I wish that oil and gas companies ploughed some of their megaprofits back into renewable infrastructure rather than dividends, share buybacks and bonuses.
Another sweet handout to the fossil fuel industry.
At least this is only $100 000 000
We cannot even transition to electric vehicles without them taking funds that should be given to green industry.
Whomever is in charge of this should be incredibly ashamed of themselves.
Because whilst handing them billions of taxpayer dollars they aren’t even holding them accountable for the massive health issues they’ve caused.
My experience with AmpCharge are mixed: Station layout difficult to access, App not always reliable and prices high. Being an inland traveler in noticed almost nothing has improved along the routes I use whilst massive improvements in the cities.
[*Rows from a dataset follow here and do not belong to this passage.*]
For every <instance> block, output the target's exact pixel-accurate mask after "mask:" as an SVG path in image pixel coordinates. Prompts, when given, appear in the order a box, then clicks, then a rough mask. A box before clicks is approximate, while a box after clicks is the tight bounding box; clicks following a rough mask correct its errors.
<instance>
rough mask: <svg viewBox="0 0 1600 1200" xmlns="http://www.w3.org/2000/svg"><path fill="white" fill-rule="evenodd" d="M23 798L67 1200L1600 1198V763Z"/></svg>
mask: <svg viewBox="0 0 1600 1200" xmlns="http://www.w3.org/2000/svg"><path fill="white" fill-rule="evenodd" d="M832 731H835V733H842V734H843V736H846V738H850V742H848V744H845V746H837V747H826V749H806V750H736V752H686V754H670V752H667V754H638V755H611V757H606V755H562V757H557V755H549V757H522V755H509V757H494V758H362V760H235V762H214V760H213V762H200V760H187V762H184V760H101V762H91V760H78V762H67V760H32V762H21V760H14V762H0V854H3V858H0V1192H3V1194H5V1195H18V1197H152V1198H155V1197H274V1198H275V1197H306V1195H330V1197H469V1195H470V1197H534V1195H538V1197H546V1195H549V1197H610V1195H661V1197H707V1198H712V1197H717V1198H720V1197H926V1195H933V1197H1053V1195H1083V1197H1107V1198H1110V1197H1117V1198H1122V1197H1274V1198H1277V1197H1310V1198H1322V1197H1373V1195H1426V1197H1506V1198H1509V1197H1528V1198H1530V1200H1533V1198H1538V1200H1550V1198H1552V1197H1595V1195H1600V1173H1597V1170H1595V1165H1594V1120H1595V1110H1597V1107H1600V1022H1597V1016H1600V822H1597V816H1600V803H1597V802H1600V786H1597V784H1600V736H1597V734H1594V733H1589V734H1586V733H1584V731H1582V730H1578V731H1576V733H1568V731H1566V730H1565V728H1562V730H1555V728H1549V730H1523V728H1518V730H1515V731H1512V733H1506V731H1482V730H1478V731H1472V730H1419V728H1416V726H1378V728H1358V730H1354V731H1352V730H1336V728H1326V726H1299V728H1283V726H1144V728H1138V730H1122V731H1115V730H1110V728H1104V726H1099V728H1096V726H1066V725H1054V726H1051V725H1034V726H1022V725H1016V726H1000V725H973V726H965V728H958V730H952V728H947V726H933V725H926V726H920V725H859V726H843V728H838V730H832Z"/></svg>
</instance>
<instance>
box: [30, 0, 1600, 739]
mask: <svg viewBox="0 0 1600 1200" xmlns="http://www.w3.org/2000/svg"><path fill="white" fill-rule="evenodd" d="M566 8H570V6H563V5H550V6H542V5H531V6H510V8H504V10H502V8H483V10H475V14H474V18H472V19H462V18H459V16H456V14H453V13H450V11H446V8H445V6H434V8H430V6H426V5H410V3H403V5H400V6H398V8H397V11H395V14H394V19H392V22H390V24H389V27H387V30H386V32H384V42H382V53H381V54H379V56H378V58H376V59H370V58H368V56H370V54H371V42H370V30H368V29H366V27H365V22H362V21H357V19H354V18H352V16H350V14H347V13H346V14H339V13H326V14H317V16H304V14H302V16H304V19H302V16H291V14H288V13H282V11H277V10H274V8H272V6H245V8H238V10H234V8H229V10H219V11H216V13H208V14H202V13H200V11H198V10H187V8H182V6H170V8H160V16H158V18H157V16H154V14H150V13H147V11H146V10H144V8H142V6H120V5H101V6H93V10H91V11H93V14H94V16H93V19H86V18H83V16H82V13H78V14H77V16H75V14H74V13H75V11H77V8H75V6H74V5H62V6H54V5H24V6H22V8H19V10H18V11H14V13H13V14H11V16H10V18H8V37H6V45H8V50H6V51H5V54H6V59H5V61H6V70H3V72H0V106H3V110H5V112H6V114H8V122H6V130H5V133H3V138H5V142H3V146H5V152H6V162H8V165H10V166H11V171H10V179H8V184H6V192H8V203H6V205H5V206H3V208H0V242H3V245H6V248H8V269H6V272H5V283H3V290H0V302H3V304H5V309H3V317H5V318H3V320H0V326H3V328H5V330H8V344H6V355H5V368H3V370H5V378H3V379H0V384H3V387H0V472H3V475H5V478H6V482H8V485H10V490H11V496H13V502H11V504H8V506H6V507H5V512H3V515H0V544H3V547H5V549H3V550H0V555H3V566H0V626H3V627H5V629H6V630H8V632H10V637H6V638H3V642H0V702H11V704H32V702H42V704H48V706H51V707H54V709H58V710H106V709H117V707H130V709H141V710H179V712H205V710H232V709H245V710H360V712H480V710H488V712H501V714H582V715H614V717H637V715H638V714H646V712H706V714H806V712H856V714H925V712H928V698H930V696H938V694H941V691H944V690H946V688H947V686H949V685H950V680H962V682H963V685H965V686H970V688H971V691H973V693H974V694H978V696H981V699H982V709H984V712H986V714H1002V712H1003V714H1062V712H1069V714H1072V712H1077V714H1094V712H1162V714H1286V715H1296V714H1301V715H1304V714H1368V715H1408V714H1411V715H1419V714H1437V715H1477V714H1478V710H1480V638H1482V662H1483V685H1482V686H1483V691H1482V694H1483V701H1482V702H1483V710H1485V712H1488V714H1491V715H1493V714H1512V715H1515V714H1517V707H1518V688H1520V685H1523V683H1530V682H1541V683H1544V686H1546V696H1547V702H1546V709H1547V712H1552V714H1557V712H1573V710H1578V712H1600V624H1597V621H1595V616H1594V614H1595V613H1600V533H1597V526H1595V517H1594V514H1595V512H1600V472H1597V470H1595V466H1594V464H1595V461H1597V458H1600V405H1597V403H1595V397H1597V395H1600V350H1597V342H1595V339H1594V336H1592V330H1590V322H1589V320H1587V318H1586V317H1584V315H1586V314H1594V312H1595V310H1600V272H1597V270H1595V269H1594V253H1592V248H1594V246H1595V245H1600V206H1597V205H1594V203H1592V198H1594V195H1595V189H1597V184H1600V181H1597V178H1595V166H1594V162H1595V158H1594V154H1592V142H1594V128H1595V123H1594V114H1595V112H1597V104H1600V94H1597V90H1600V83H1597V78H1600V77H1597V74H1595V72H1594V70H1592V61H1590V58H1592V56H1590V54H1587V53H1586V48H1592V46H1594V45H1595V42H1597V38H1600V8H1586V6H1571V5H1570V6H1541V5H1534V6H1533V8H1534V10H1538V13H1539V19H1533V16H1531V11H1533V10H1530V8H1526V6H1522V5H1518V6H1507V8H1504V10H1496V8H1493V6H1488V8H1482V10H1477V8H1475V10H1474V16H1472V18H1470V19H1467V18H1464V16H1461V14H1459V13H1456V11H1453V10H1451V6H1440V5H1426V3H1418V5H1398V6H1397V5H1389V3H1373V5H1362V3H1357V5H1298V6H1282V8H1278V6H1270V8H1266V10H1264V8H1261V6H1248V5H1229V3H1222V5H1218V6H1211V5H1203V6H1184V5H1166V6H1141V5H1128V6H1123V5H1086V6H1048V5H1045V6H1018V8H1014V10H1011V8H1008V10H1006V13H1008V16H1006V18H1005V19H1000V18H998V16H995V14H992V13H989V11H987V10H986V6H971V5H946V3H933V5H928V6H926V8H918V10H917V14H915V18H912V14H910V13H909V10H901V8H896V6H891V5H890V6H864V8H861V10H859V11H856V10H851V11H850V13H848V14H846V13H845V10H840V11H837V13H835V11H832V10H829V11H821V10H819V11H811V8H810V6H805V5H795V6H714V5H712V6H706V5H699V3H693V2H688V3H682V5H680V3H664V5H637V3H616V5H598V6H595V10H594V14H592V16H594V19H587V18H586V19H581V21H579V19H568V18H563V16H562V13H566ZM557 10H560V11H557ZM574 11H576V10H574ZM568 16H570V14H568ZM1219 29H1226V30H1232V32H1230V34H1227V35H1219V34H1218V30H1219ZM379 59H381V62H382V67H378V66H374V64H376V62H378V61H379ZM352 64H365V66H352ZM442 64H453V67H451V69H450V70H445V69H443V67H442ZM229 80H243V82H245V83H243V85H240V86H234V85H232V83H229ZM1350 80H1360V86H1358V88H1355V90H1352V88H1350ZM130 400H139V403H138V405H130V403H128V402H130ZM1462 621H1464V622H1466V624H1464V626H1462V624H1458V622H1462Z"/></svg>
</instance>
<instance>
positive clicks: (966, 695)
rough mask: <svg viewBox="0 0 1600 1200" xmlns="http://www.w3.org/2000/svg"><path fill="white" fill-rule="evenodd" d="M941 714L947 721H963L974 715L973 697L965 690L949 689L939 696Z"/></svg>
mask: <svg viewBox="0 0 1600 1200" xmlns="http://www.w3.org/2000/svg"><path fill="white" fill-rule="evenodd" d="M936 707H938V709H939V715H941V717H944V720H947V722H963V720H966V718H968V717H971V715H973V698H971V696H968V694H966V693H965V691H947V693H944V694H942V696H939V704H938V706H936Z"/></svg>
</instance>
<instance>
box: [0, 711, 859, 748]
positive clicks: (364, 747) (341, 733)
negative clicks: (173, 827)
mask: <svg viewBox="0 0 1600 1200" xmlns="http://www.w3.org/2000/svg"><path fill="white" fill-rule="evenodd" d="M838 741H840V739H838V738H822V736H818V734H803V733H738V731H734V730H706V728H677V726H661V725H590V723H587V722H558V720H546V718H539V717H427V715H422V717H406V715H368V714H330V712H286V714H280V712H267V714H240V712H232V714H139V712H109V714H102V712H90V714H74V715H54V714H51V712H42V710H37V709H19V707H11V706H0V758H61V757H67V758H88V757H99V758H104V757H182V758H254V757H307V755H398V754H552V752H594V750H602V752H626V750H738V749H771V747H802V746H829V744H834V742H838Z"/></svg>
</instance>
Gov fail.
Whoever spends one cent of public money on hydrogen charging infrastructure should walk straight into jail. All trials overseas resulted in massive fails and no, we don’t need to repeat that here in Australia.
Why are these being supported with tax payers money?
Any business which is truly viable should be self funded.
One BIG rory which will eventually come crashing down.
Locating EV chargers at existing petrol stations makes a lot of sense. They are in good locations, have shops and toilets or are close to them plus grid access. As much as i despise oil companies it gives them a path to redemption.
Ive used Ampol EV chargers a couple of times. The one at West Gosford took 5 attempts to connect The new ones at Pheasants Nest, northbound on the Hume Hwy- one of 3 units not working but the problem everyone was having is the need to use the awful Ampol app to pay but phone reception is very bad on all networks.
Surely Ampol could borrow from regular banks?
I hope they don’t waste too much money on BIPV, which costs about 3x the price of standard PV panels.
They need to get serious about the capacity of the PV systems on the chargers.
Focus more on delivering good quality charging with large capacity PV, & less on unnecessarily fancy boutique PV canopies.